See also: Everything We Know About The Finders on Failed State Update

In 1960, Norman Mailer had a psychotic break. It seems that fame wasn’t doing all that much for his emotional well-being. Born into a Jewish family in Long Branch, New Jersey, his mother Fran doted on him. His father, Barney Mailer, was known for his carousing and gambling. At one point, he was in debt to loan sharks so deeply that the family almost lost everything. Exactly how they got out of this hole isn’t quite clear; it’s believed that Barney’s sister bailed him out. Mailer, it seems, learned the wrong lessons from this—he came to view his father as “an elegant, impoverished figure out of Chekhov.”

By the time of his psychosis, Norman had written one major novel, The Naked and the Dead, published in 1948 when he was 25. Afterward, there were a couple of smaller, poorly received novels, and a scattershot collection of essays, fiction, and verse called Advertisements for Myself.
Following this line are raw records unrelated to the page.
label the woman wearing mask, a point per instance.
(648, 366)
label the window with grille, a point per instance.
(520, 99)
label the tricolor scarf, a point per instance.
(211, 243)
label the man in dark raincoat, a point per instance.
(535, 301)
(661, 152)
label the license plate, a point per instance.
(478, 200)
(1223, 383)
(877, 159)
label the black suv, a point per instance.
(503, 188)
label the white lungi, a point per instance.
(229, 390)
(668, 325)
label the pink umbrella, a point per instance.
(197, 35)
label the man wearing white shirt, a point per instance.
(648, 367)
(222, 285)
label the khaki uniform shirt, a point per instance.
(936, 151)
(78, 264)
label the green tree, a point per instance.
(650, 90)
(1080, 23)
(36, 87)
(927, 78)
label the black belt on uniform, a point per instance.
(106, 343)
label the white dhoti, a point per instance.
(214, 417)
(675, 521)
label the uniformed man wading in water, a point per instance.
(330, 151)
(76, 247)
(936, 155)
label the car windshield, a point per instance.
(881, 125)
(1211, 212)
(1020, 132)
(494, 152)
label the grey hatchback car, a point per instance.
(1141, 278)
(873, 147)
If he had stopped writing in 1960, Mailer would have been remembered as a man who had peaked well before his fortieth birthday.

The break with reality, according to his ex-wife Adele, had been coming for some time, although those close to Mailer tried to ignore it or pretend it wasn’t happening. (This was a man whose fame was such that his friends got laid for merely knowing him; hangers-on were hardly motivated to tell him when he flipped his lid.) Mailer declared his candidacy for New York City Mayor in 1960, which was improbable enough—he told Mike Wallace that he was running on the Existentialist ticket—then convinced himself that the system had it in for him because Eleanor Roosevelt and the Jacqueline Kennedy ignored his invitations for a November 19th party, to be held in his apartment in Brooklyn.

By the time the event began at 9:00 p.m., Mailer had been smoking pot and drinking bourbon since noon. He was speaking in a bad Texas drawl, as he was inclined to do for some reason. His dress that evening included a bullfighter’s shirt. The party wasn’t in full swing yet when he began prowling the streets, getting into fights with strangers and, at one point, attacking George Plimpton. At around four the next morning he returned home, as his wife Adele wrote in her memoir:

Norman was dirty, his bullfighter’s shirt as torn and bloody as his face. He had a black eye. I hardly recognized him, his face twisted, and he was out of his head, so drunk I don’t think he knew where he was. He charged into the living room like a crazed bull, looking for anyone, anything on which to vent his psychic pain and rage. I stared across the room at him, and for one insane moment, I became the matador waving my red cape, hating him, taunting him, my drunken anguish and fury matching his. “Aja toro, Aja,” I called, “come on you little faggot, where’s your cojones, did your ugly whore of a mistress cut them off, you son of a bitch!”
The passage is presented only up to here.